You are viewing a plain text version of this content. The canonical link for it is here.
Posted to issues@spark.apache.org by "Craig Ingram (JIRA)" <ji...@apache.org> on 2017/10/18 19:58:00 UTC
[jira] [Commented] (SPARK-21122) Address starvation issues when dynamic allocation is enabled

    [ https://issues.apache.org/jira/browse/SPARK-21122?page=com.atlassian.jira.plugin.system.issuetabpanels:comment-tabpanel&focusedCommentId=16209918#comment-16209918 ] 

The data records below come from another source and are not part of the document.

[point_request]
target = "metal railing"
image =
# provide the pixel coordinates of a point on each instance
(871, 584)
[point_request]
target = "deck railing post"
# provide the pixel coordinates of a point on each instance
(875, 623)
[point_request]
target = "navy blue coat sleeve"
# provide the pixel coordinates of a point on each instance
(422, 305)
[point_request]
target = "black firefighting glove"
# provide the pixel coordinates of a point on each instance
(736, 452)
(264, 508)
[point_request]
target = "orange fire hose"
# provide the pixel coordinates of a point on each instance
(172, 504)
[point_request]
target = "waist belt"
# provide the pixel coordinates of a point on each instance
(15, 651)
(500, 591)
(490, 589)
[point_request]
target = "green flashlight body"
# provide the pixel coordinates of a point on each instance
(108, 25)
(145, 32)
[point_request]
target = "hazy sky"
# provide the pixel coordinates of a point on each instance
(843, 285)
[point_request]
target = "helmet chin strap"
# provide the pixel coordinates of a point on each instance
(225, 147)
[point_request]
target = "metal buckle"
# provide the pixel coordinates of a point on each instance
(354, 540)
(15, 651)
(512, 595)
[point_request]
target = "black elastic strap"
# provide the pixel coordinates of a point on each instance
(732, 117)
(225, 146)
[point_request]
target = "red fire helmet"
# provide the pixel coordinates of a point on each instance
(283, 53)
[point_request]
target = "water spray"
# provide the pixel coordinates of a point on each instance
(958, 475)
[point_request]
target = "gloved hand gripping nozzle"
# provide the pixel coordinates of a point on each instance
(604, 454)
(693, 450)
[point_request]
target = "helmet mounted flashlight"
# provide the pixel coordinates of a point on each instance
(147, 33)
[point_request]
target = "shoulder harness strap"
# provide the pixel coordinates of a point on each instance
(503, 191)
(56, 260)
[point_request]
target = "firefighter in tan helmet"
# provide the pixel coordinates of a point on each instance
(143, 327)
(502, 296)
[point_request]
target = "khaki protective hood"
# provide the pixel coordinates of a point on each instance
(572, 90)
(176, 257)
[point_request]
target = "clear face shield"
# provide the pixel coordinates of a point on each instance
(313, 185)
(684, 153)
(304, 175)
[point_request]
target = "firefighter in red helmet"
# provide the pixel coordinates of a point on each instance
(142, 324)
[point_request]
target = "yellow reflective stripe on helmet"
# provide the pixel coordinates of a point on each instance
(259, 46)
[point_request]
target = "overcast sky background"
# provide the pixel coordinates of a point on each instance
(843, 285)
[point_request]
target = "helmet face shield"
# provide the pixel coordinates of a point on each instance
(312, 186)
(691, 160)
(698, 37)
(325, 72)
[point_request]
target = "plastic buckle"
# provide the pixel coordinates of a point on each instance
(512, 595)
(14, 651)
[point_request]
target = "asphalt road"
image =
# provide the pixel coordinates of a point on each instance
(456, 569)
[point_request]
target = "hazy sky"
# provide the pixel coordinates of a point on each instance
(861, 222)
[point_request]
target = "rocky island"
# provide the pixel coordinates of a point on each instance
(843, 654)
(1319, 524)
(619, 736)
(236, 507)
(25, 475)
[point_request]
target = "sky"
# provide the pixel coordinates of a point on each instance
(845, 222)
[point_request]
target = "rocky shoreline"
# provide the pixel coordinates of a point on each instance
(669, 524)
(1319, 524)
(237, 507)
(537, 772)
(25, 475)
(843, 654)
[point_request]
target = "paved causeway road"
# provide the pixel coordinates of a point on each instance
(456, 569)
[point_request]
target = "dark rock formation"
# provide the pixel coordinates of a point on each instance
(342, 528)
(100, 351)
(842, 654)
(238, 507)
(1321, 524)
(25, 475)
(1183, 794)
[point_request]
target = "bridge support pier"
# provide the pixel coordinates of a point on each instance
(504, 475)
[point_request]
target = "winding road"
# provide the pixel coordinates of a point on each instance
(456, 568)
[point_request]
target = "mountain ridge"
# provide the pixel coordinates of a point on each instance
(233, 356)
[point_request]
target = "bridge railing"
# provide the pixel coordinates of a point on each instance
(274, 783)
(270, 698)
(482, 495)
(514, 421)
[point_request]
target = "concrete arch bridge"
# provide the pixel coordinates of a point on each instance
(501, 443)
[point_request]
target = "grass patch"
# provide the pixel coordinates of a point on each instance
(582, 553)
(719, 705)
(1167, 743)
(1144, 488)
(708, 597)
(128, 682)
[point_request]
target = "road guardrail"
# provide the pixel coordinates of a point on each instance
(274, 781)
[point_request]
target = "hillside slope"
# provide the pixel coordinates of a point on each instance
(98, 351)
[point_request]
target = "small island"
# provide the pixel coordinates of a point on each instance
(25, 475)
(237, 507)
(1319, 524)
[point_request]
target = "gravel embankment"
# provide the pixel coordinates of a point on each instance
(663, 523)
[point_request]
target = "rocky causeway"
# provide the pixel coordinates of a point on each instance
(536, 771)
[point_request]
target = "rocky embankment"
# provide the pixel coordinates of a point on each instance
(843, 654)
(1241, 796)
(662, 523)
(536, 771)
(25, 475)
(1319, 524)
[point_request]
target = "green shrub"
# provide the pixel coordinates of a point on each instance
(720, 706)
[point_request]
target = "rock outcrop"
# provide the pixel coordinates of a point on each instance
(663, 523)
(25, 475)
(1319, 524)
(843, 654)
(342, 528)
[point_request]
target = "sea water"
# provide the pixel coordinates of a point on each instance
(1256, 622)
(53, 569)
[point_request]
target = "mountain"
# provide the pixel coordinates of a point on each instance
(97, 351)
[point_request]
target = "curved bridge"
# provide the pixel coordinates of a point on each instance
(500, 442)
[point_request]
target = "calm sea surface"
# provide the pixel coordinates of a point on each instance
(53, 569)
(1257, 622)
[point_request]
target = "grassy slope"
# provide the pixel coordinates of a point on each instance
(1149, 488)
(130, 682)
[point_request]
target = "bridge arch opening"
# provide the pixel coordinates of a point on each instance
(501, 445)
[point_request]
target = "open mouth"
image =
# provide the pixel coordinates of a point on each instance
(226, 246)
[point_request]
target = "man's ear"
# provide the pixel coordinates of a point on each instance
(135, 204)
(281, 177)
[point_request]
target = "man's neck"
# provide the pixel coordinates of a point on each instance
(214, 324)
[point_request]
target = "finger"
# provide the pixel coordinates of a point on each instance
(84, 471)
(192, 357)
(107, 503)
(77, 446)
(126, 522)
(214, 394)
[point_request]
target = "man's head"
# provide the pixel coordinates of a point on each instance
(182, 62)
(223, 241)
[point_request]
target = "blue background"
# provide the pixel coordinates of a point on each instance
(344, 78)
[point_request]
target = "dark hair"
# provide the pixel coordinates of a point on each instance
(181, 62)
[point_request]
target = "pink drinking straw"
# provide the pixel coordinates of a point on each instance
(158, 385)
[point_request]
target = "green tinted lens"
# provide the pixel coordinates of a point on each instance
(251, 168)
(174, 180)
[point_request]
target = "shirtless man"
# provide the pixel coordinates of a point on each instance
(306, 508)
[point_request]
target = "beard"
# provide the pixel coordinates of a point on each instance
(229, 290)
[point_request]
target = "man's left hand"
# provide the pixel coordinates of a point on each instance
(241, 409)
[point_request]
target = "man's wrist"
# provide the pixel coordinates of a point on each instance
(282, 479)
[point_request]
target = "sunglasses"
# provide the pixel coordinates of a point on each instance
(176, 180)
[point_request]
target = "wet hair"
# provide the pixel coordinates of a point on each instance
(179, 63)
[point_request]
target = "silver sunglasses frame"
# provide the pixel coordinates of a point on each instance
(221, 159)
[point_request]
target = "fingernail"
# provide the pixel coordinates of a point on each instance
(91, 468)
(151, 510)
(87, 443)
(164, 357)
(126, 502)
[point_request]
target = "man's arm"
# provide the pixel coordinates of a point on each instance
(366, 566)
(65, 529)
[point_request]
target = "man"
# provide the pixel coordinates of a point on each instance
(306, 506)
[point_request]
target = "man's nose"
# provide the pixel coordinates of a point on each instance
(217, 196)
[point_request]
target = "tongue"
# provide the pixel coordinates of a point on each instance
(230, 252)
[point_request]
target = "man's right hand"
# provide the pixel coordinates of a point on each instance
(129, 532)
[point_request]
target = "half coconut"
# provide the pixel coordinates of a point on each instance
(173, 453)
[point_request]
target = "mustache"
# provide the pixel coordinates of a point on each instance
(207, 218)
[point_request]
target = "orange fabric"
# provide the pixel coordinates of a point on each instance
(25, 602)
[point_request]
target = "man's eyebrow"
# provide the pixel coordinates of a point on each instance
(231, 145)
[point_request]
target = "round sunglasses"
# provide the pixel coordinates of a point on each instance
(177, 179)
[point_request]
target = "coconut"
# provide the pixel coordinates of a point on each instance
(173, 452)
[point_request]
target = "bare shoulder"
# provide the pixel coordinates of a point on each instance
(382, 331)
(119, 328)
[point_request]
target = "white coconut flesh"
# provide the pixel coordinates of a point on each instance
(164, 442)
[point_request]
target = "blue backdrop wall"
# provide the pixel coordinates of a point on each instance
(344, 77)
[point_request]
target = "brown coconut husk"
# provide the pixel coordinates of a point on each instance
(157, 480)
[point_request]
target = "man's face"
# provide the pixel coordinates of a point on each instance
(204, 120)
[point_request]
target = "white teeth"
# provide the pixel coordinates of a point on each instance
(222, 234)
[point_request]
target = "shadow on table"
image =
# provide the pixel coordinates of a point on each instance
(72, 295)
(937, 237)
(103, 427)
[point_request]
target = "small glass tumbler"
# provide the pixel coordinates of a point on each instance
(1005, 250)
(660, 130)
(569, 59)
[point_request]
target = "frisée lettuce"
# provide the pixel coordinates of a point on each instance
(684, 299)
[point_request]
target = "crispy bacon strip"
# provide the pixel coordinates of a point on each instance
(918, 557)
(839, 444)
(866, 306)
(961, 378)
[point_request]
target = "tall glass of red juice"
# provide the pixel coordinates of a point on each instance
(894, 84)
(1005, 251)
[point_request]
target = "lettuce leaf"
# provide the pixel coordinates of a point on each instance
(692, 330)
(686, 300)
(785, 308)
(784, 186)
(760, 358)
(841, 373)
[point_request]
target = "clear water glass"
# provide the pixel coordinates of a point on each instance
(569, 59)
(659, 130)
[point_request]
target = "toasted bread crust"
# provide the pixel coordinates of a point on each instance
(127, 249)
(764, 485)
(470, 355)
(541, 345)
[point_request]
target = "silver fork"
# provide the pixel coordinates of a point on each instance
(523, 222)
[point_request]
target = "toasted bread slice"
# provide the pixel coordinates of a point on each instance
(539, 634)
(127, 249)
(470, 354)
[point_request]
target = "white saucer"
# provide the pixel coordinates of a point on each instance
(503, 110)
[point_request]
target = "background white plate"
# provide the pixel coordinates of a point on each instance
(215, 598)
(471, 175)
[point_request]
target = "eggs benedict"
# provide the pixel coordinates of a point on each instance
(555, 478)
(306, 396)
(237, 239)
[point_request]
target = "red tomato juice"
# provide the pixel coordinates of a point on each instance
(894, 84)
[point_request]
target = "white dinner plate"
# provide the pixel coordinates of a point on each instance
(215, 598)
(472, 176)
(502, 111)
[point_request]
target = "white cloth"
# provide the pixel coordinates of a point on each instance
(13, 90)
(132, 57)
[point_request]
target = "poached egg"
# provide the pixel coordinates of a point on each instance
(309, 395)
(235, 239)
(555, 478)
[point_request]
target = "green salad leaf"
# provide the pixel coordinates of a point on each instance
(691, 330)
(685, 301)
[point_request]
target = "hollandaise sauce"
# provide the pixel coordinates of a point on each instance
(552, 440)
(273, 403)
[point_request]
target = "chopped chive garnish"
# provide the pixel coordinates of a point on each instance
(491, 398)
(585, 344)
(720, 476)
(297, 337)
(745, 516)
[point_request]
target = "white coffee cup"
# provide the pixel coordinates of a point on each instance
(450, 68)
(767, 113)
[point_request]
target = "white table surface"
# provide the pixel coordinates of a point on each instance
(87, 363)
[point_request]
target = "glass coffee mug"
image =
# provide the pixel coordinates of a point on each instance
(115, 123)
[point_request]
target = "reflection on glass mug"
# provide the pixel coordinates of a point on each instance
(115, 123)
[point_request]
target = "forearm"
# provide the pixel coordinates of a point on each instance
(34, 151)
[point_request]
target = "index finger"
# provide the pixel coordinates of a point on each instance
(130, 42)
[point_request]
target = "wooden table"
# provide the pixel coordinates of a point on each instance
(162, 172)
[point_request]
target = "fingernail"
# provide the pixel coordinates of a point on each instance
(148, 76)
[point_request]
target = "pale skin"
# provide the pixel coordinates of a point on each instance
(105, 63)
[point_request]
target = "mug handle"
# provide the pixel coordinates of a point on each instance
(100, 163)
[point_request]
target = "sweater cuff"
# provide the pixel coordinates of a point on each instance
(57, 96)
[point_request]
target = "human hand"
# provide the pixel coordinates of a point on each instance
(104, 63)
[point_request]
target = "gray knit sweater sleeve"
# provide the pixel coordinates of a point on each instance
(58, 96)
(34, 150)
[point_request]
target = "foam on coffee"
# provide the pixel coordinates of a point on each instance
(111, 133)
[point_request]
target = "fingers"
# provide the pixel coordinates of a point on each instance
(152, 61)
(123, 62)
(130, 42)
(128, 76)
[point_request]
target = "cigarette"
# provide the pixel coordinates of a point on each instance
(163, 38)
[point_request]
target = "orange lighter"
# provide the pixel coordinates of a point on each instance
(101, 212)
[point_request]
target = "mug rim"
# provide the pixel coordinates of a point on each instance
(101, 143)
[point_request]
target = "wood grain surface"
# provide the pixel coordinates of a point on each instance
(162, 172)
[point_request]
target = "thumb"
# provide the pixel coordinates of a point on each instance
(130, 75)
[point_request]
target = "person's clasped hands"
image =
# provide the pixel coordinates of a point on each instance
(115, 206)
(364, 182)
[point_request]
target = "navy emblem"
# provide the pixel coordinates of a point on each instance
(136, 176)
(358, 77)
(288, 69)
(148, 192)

Craig Ingram commented on SPARK-21122:
--------------------------------------

Finally getting back around to this. Thanks for the feedback [~tgraves]. I agree with pretty much everything you pointed out. Newer versions of YARN do have a [Cluster Metrics API|https://hadoop.apache.org/docs/current/hadoop-yarn/hadoop-yarn-site/ResourceManagerRest.html#Cluster_Metrics_API]. I think this was introduced in 2.8 though. Regardless I believe working with YARN's PreemptionMessage is a better path forward than what I was initially proposing. I wish there was an elegant way to do this generically, but I believe I can at least make an abstraction of the PreemptionMessage that can be used by other RM clients. For now, I will focus on a YARN specific solution.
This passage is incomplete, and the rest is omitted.